2. Vitamin D 5,000-10,000 IU daily — target 60-80 ng/mL. Consider Coimbra Protocol referral for progressive disease.
3. Wahls Protocol or Mediterranean diet — 9 cups vegetables, eliminate gluten, emphasize omega-3 sources.
4. Omega-3/DHA 3-4 g daily.
5. Alpha-lipoic acid 1,200 mg daily.
6. High-dose biotin 300 mg daily (progressive MS, under supervision).
7. CoQ10 200-400 mg daily.
8. Lion’s mane 1,000-3,000 mg daily.
9. LDN 1.5-4.5 mg at bedtime.
10. Gut restoration — Probiotics, butyrate, fiber, fermented foods, gluten elimination.
11. Exercise — Aerobic, resistance, balance, stretching. Adapted to ability.
12. Stress management — MBSR, vagal toning, psychological support.
13. Sleep optimization.
14. Heat management strategies.

MS is a disease that conventional medicine has learned to slow but not to stop. Functional medicine adds something essential: the understanding that the terrain of the body — its nutritional status, its microbial ecology, its inflammatory load, its toxic burden, its stress response — shapes how the immune system behaves.
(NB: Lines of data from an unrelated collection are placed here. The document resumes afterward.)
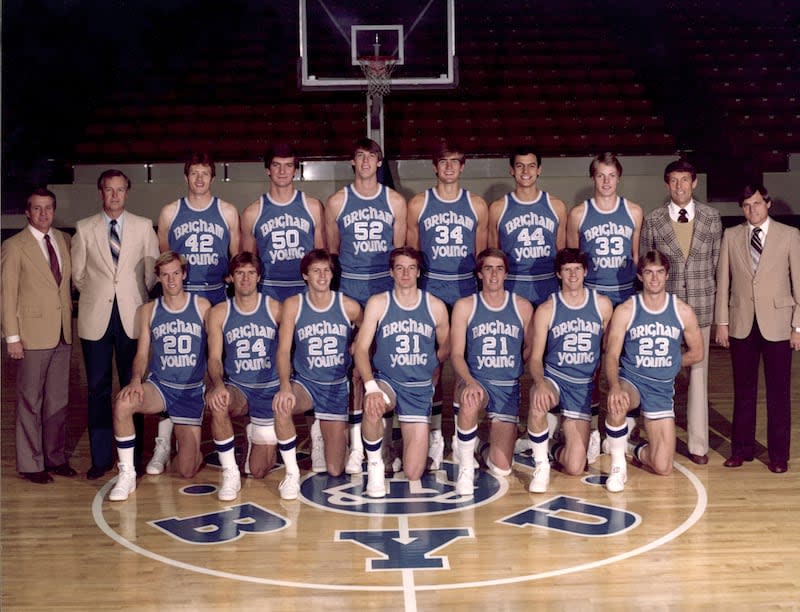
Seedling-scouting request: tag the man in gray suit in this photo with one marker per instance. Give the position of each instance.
(37, 326)
(758, 315)
(689, 234)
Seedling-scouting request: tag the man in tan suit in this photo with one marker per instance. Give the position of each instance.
(758, 315)
(37, 326)
(113, 254)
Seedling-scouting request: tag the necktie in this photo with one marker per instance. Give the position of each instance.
(54, 267)
(755, 247)
(113, 240)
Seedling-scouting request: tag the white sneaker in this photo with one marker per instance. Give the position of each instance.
(231, 484)
(126, 483)
(318, 463)
(160, 457)
(465, 483)
(376, 485)
(593, 451)
(248, 430)
(436, 448)
(290, 486)
(541, 479)
(615, 482)
(355, 461)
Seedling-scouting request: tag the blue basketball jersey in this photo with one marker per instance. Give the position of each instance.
(250, 344)
(178, 345)
(447, 231)
(405, 341)
(652, 346)
(203, 238)
(495, 340)
(527, 234)
(283, 233)
(574, 339)
(607, 239)
(366, 231)
(322, 341)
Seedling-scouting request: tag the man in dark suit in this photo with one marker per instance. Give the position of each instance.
(688, 232)
(113, 254)
(37, 326)
(758, 315)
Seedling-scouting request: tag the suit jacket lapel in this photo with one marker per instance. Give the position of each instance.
(34, 252)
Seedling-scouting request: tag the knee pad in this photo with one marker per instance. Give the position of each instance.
(264, 434)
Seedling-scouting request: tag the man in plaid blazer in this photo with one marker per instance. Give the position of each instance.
(689, 233)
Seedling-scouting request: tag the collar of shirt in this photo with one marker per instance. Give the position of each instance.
(674, 209)
(120, 223)
(764, 230)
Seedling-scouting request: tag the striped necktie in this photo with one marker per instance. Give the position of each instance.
(114, 242)
(51, 253)
(755, 247)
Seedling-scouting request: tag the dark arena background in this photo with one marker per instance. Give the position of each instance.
(139, 85)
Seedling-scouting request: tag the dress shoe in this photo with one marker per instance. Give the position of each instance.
(698, 459)
(37, 477)
(65, 469)
(96, 471)
(736, 461)
(779, 467)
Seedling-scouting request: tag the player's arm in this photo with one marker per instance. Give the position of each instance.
(561, 214)
(482, 229)
(573, 226)
(231, 216)
(374, 402)
(638, 219)
(542, 397)
(439, 311)
(247, 241)
(133, 390)
(618, 400)
(318, 216)
(165, 218)
(332, 210)
(414, 211)
(525, 309)
(493, 225)
(217, 396)
(691, 336)
(398, 205)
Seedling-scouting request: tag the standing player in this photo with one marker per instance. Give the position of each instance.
(205, 230)
(363, 222)
(314, 360)
(448, 225)
(606, 227)
(643, 357)
(490, 342)
(567, 341)
(282, 225)
(172, 326)
(404, 326)
(529, 225)
(242, 345)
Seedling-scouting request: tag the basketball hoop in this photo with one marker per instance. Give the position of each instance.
(378, 71)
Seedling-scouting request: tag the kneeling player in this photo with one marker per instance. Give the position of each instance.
(406, 324)
(489, 341)
(567, 339)
(172, 326)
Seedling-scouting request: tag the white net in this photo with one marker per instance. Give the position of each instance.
(378, 71)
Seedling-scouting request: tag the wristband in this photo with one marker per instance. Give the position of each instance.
(371, 386)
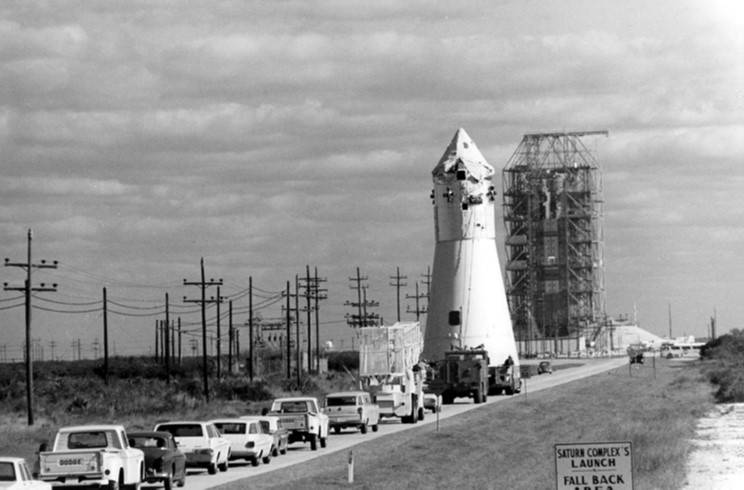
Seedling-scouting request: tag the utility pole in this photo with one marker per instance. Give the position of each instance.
(179, 340)
(289, 335)
(229, 338)
(166, 332)
(362, 318)
(105, 337)
(250, 328)
(318, 294)
(28, 288)
(203, 284)
(398, 284)
(419, 310)
(218, 300)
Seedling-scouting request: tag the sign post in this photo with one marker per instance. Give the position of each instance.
(594, 466)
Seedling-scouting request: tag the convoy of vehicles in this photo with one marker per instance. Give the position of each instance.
(164, 462)
(248, 439)
(352, 409)
(303, 419)
(201, 442)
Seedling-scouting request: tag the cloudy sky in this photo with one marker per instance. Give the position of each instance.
(137, 137)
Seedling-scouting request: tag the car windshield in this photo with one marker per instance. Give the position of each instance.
(144, 441)
(294, 407)
(7, 472)
(183, 430)
(340, 401)
(230, 427)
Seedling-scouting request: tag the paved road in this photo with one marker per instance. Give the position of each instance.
(299, 453)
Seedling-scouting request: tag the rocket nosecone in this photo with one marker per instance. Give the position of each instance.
(467, 304)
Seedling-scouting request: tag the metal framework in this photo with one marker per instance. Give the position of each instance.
(552, 199)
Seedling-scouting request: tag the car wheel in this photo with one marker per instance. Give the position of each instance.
(168, 482)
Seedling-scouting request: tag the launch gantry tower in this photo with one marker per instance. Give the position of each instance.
(552, 203)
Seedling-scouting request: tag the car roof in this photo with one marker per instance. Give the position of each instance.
(72, 428)
(150, 433)
(346, 393)
(12, 459)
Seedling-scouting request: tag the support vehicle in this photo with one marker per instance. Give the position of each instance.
(201, 442)
(303, 419)
(462, 373)
(88, 455)
(389, 369)
(352, 409)
(164, 462)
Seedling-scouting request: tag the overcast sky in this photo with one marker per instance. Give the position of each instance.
(137, 137)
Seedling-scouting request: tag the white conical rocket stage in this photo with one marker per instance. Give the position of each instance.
(467, 304)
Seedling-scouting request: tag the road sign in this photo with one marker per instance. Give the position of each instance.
(594, 466)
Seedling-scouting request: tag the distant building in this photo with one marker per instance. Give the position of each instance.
(553, 215)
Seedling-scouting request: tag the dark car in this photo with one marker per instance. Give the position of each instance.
(544, 367)
(164, 462)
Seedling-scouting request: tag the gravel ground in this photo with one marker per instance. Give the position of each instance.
(717, 459)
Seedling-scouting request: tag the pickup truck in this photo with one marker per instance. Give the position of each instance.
(92, 455)
(15, 475)
(201, 442)
(352, 409)
(303, 419)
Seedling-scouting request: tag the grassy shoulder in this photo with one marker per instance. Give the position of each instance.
(510, 445)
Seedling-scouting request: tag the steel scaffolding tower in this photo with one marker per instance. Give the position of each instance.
(552, 198)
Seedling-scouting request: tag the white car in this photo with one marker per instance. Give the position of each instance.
(202, 444)
(248, 439)
(15, 475)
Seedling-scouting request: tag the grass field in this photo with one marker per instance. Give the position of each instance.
(510, 445)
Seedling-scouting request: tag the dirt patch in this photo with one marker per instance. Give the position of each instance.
(717, 458)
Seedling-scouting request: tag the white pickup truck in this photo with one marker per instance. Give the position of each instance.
(303, 419)
(92, 455)
(352, 409)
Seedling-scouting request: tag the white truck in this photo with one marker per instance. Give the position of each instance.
(92, 455)
(389, 369)
(303, 419)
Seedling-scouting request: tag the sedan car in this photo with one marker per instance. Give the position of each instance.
(248, 439)
(15, 475)
(201, 442)
(271, 424)
(544, 367)
(164, 462)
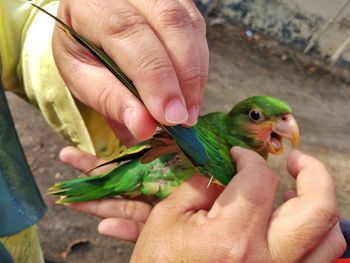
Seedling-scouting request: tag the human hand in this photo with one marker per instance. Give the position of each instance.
(200, 224)
(121, 218)
(160, 45)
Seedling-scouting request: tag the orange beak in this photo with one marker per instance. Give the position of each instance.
(283, 127)
(287, 127)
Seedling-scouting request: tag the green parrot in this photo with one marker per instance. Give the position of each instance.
(158, 166)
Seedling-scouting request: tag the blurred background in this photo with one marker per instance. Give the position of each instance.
(295, 50)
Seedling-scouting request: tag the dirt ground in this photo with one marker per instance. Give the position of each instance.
(239, 68)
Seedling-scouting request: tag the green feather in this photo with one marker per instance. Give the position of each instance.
(186, 139)
(152, 167)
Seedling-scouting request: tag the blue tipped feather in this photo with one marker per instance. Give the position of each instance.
(185, 138)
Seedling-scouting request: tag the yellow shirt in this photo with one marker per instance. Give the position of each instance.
(28, 69)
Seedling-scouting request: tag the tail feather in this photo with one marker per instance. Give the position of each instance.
(121, 180)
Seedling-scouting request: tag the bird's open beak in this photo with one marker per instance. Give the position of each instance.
(283, 127)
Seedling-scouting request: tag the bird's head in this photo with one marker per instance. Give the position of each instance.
(262, 122)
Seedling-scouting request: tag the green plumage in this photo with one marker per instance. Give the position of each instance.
(158, 166)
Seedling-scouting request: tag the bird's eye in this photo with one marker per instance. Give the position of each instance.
(255, 115)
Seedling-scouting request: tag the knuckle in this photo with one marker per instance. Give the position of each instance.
(327, 213)
(129, 209)
(153, 65)
(190, 74)
(170, 15)
(102, 100)
(266, 175)
(159, 208)
(122, 22)
(340, 246)
(198, 22)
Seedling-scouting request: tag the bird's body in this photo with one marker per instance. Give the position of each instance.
(157, 167)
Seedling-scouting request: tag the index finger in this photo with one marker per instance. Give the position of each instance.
(301, 223)
(248, 199)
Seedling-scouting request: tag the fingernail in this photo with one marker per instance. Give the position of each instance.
(193, 115)
(175, 112)
(128, 119)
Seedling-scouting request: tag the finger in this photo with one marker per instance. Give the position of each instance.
(120, 228)
(94, 85)
(194, 194)
(181, 29)
(199, 26)
(123, 133)
(117, 208)
(331, 248)
(301, 222)
(251, 192)
(289, 194)
(125, 35)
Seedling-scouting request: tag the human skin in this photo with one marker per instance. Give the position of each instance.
(208, 227)
(159, 44)
(238, 224)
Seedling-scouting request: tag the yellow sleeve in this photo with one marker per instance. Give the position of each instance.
(29, 70)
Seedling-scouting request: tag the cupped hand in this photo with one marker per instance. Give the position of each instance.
(238, 224)
(121, 218)
(159, 44)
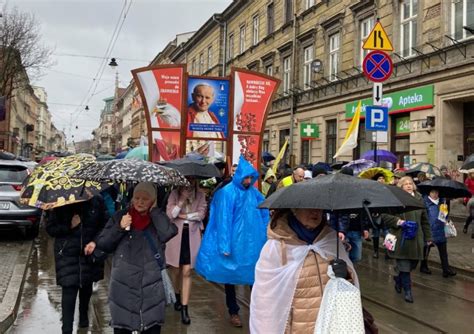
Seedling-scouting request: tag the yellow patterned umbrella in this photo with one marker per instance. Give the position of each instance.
(50, 185)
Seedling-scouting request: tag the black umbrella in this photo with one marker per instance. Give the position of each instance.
(343, 193)
(190, 167)
(447, 188)
(131, 170)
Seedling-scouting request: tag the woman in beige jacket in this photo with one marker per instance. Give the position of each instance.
(291, 273)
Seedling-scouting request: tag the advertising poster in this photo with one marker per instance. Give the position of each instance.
(208, 108)
(252, 98)
(162, 89)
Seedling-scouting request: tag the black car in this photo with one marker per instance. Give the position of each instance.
(13, 214)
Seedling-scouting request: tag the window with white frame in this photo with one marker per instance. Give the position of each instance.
(209, 57)
(366, 27)
(408, 28)
(286, 74)
(231, 46)
(255, 25)
(242, 39)
(269, 70)
(334, 45)
(462, 16)
(308, 59)
(201, 63)
(308, 4)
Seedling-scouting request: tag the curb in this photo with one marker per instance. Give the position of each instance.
(11, 300)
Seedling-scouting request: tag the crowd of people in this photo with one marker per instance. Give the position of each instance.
(223, 235)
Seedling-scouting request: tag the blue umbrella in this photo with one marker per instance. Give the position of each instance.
(382, 155)
(267, 157)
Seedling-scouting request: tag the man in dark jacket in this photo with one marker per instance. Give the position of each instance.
(75, 228)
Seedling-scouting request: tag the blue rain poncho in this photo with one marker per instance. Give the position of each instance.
(237, 228)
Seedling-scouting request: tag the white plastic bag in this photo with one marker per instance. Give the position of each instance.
(341, 308)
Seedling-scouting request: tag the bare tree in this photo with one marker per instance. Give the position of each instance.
(22, 54)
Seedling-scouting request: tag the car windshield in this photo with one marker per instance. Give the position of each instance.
(12, 174)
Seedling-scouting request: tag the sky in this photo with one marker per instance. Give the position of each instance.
(85, 28)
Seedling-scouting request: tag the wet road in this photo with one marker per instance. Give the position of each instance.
(40, 308)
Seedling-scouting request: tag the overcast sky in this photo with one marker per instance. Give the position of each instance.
(85, 27)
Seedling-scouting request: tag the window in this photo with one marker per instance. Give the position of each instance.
(201, 63)
(331, 140)
(333, 56)
(308, 58)
(305, 151)
(462, 16)
(231, 46)
(209, 57)
(269, 70)
(270, 19)
(366, 27)
(408, 27)
(286, 74)
(256, 23)
(288, 10)
(242, 39)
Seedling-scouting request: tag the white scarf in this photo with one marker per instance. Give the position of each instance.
(275, 285)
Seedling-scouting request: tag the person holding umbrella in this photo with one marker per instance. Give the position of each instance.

Change the terrain, and you change the trajectory.

Dr. Terry Wahls went from wheelchair to bicycle not by finding a new drug, but by giving her mitochondria what they needed to repair. That is the functional medicine proposition for MS — not a replacement for DMTs, but a deepening of what is possible when you treat the whole person, not just the lesions on their MRI.

If your nervous system could tell you what it needs to repair, what would it ask for?